全国中小建設業協会 ブロック別意見交換会(1)中部

 全国中小建設業協会(全中建、河ア茂会長)は9月18日、国土交通省と建設業界の課題について意見を交わす「2025年度全国ブロック別意見交換会」をスタートさせた。初弾となった中部ブロックの意見交換会を同日、名古屋市で開催。中部エリアからは愛知県土木研究会、静岡県中小建設業協会、愛知県舗装技術研究会、愛知県建築技術研究会が参加した。国は各会の質問に答えた上で、技能者の賃上げや、猛暑日を考慮した工期設定、市町村で取り組みの遅れが目立つ週休2日などについて、働き掛けを強化していく考えを示した。
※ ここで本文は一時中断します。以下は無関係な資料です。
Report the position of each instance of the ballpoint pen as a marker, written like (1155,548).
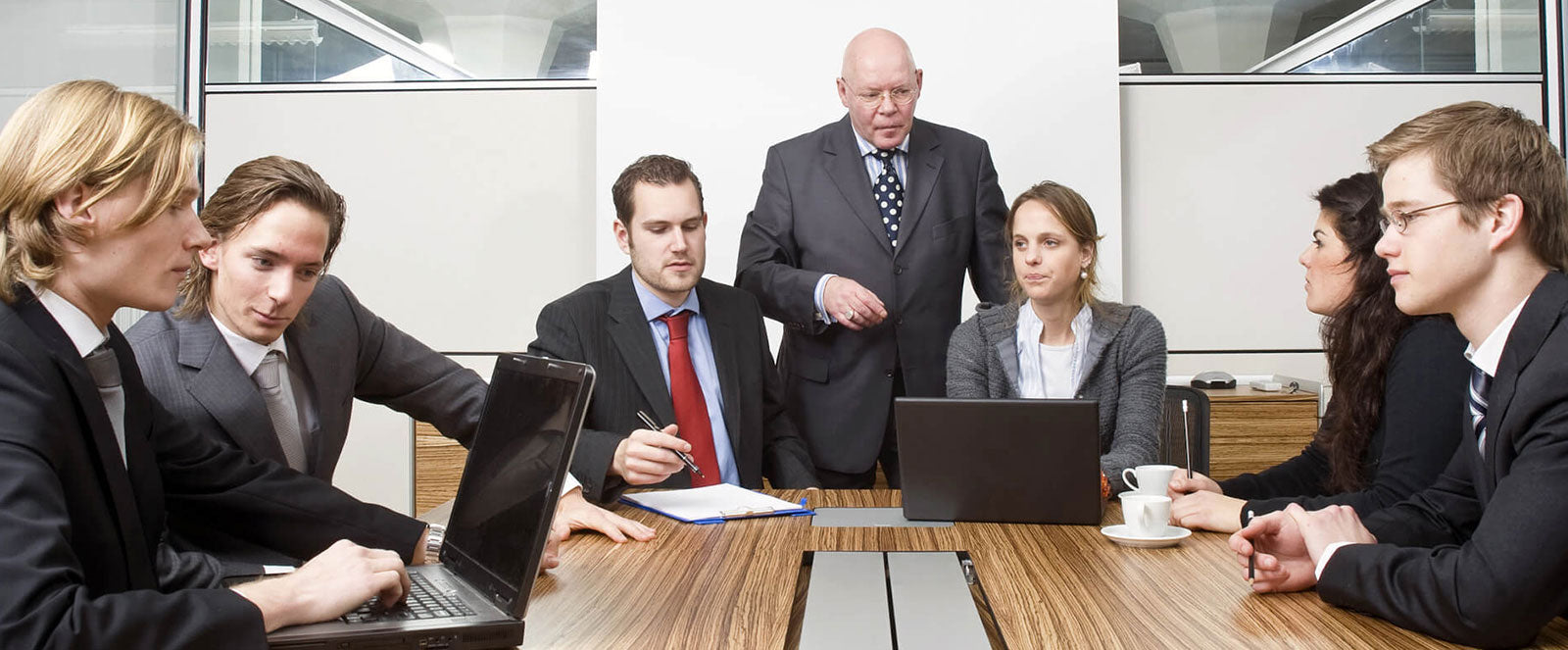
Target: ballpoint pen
(684,457)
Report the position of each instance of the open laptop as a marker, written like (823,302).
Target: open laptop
(1018,461)
(501,522)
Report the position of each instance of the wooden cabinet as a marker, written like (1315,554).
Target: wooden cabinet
(438,465)
(1251,430)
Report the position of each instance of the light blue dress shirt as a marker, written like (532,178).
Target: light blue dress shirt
(702,349)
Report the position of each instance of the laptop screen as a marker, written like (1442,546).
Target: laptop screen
(512,479)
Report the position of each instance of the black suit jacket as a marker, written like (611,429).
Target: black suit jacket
(815,216)
(603,325)
(1481,558)
(80,527)
(344,350)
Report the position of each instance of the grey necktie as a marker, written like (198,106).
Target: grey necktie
(281,407)
(104,368)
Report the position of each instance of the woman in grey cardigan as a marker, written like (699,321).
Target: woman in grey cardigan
(1066,342)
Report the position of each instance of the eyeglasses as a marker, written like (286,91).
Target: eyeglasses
(901,96)
(1399,221)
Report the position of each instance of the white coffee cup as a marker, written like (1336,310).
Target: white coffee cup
(1152,479)
(1147,516)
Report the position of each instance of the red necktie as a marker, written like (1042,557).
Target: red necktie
(687,396)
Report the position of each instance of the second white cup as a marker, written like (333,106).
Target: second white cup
(1149,479)
(1147,514)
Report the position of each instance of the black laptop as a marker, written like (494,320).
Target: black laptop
(501,522)
(1018,461)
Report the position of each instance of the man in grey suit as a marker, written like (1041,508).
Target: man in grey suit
(687,350)
(858,244)
(267,352)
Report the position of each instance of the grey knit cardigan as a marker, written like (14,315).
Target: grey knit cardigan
(1126,374)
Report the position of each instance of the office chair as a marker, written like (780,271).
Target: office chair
(1173,445)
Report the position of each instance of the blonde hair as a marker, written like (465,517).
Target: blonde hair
(93,133)
(1481,153)
(1074,214)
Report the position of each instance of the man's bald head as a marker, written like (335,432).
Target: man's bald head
(875,47)
(878,85)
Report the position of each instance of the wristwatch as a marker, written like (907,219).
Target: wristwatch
(433,540)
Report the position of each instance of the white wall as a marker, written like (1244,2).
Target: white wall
(467,211)
(718,82)
(1217,184)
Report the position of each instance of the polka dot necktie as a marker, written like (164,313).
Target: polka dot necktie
(888,192)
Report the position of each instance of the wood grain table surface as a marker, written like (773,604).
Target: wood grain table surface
(736,584)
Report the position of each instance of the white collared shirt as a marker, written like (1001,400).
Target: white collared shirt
(1487,357)
(1034,377)
(248,352)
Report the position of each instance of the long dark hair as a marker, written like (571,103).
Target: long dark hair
(1360,336)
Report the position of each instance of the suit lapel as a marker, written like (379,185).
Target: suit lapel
(721,334)
(925,167)
(223,388)
(101,435)
(1541,316)
(635,341)
(847,172)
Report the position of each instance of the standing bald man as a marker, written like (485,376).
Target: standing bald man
(858,244)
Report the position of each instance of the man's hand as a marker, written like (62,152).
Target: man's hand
(1282,559)
(1206,511)
(852,305)
(647,457)
(1183,485)
(328,586)
(1330,525)
(576,514)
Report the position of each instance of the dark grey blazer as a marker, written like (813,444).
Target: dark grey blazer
(1481,558)
(603,325)
(815,216)
(1126,374)
(80,527)
(342,349)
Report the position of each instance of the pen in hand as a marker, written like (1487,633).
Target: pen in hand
(684,457)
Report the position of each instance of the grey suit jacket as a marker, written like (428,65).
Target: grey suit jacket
(603,325)
(1481,558)
(815,216)
(342,350)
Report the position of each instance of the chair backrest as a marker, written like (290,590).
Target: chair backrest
(1175,438)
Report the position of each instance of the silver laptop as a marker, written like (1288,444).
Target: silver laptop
(1021,461)
(501,522)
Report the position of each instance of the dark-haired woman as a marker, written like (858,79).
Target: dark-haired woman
(1057,339)
(1399,385)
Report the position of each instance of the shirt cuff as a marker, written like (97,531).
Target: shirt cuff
(822,311)
(1317,574)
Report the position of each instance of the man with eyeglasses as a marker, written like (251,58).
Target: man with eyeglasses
(1476,201)
(858,244)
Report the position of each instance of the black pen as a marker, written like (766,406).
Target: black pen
(684,457)
(1251,559)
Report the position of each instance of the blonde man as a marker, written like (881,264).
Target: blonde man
(1476,226)
(96,190)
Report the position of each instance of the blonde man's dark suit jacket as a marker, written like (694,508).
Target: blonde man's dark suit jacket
(603,324)
(347,352)
(80,527)
(815,216)
(1481,558)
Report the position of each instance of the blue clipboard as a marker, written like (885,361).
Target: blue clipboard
(729,516)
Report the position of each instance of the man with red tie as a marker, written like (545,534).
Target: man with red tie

 河ア会長は開会のあいさつで、公共事業予算の確保、建設業の賃上げなどの要望事項に触れ、「地域の守り手として中小建設業界が安定経営を営むことができ、その役割を果たし続けられるような対応をお願いしている」と説明。その上で「若者から選ばれる建設業、地域に貢献できる地場産業となるための基盤づくりが必要だ」と訴えた。続いて、開催地を代表してあいさつした愛知県土木研究会の大矢伸明会長は、人材不足や資材高騰、デジタル対応の遅れなど、適正な利益を上げることができない経営環境に触れるとともに「豪雨など自然災害に対し、地域の建設業が第一線で立ち向かっている」とし、「今後も地域の安全・安心を守るために、企業経営の基盤づくりが必要。国などの協力をいただきながら両輪でいい方向に努めていきたい」と述べた。
 これを受けて、国交省不動産・建設経済局入札制度企画指導室の酒井大斗課長補佐は「建設業行政の課題」を解説する中で、設計労務単価の13年連続の上昇、建設業団体との賃上げなどの申し合わせに触れ、「労務単価と賃上げを両輪で取り組む」と説明。その他、ダンピング対策や、市町村における週休2日工事等実施の働き掛け、第三次・担い手3法に係る労働者の処遇改善の取り組みなどを紹介した。
 さらに、本年度からの取り組みとして、「地域の中小建設業の現況」を大矢会長が説明。人手不足の深刻化、賃金の引き上げなど7項目について、地域の建設業が置かれた現状を解説した。
 各会の意見では、土木研究会が働き方改革に向けた環境整備として▽下請け企業の賃金形態の月給制の検討▽最低制限価格率等の予定価格の95%以上への引き上げ▽市町村・民間工事に対する週休2日制取り組みの指導・働き掛け▽提出資料の簡素化とデータの提出―などを要請。舗装技術研究会は▽超過酷となる夏場の舗装工事における熱中症対策▽繰越明許費の明示による適正工期の確保―などを、建築技術研究会は▽適正な予定価格の設定▽余裕期間制度の活用―などを求めた。